We will see execution of that, and then we will localize different taste profiles in different geographies. That is true here in Canada. It is also true in the U.S. I think we have got to earn the right of execution of the core. Then we will localize products to continue to grow our share. That is our plan. We're going to start with our existing customers. Once we feel like we're good at that, we will expand and start to look to attract new customers.
Great. Thank you very much. Just curious, as you think about your sourcing abilities and the opportunity to continue to lower costs, what ending would you say that you're in as you think about the opportunity to continue to lower costs for the business around sourcing capability? That continues to be an opportunity, and obviously, we saw some upside versus consensus on some of the fuel margin numbers. I'm curious how you think about the continued opportunity in that regard as well as we continue to look ahead.
Yeah, I think our global fuel team is certainly more than a decade on their journey. I think we feel really strong about that team, their capabilities. We continue to expand our capability of our Geneva team and our team with Musket down in Houston. I think, yeah, we will continue to make investments in those relationships. We will continue to advance our ability to realize arbitrage using our own trucking fleet. About half of our gallons in the U.S. are provided by our own trucking fleet. That fleet enables us to capture arbitrage when it exists. I think the fuel journey, we feel great about. I think we outperformed OPIS by about $0.03 again this quarter, and there still lacks volatility.
We will continue to invest in that. On the merch side, yeah, we've had a central globalized procurement team, again, for more than a decade. I think we're making investments into that team. I think there's quite a bit of capability. We're really focused and kind of stepping up our activity in goods- not- for- resale right now. Filipe kind of owns that and has a team of people. We see a lot of opportunity there. That's part of our Fit to Serve and some of the cost savings we referenced. I think then more on the merch COGS side. In fuel, I would say we're in inning seven, if you're talking baseball, which I assume you are.

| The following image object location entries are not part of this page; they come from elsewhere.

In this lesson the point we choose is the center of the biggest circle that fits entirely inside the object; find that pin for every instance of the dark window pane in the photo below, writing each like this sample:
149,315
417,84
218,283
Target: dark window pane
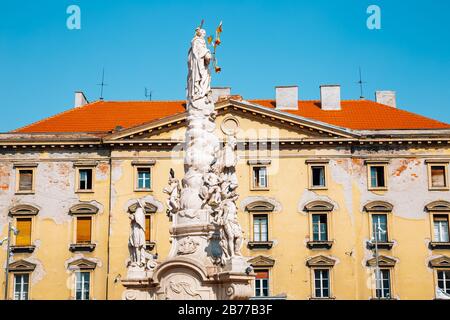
25,180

I'd say on the procurement side, we're in inning five or six, and we'll continue to advance, especially GNFR. I think on the merch supply chain, we are going to go deeper into the supply chain here in North America, and I would say we're in inning one or two. We own three of our own warehouses today. We have one in Texas, one in Arizona, and one here in Montreal. I referenced where we have three more under construction right now. We have a plan to really be able to service, call it roughly 75% of our own sites through our own warehouses. We like what this does for us, both from a COGS perspective as well as an assortment perspective.
Per the question earlier, we will be adding additional commissaries besides some of these warehouses to improve our cost of goods and our assortment as we continue to grow food.
Thank you very much. Very helpful. Best of luck.
There are no further questions at this time. I will now turn the call over to Mathieu for closing remarks.
Thank you, Alex and Filipe. That covers all the questions for today's call. Thank you all for joining us. We wish you a great day and look forward to discussing our fourth quarter 2025 results in June.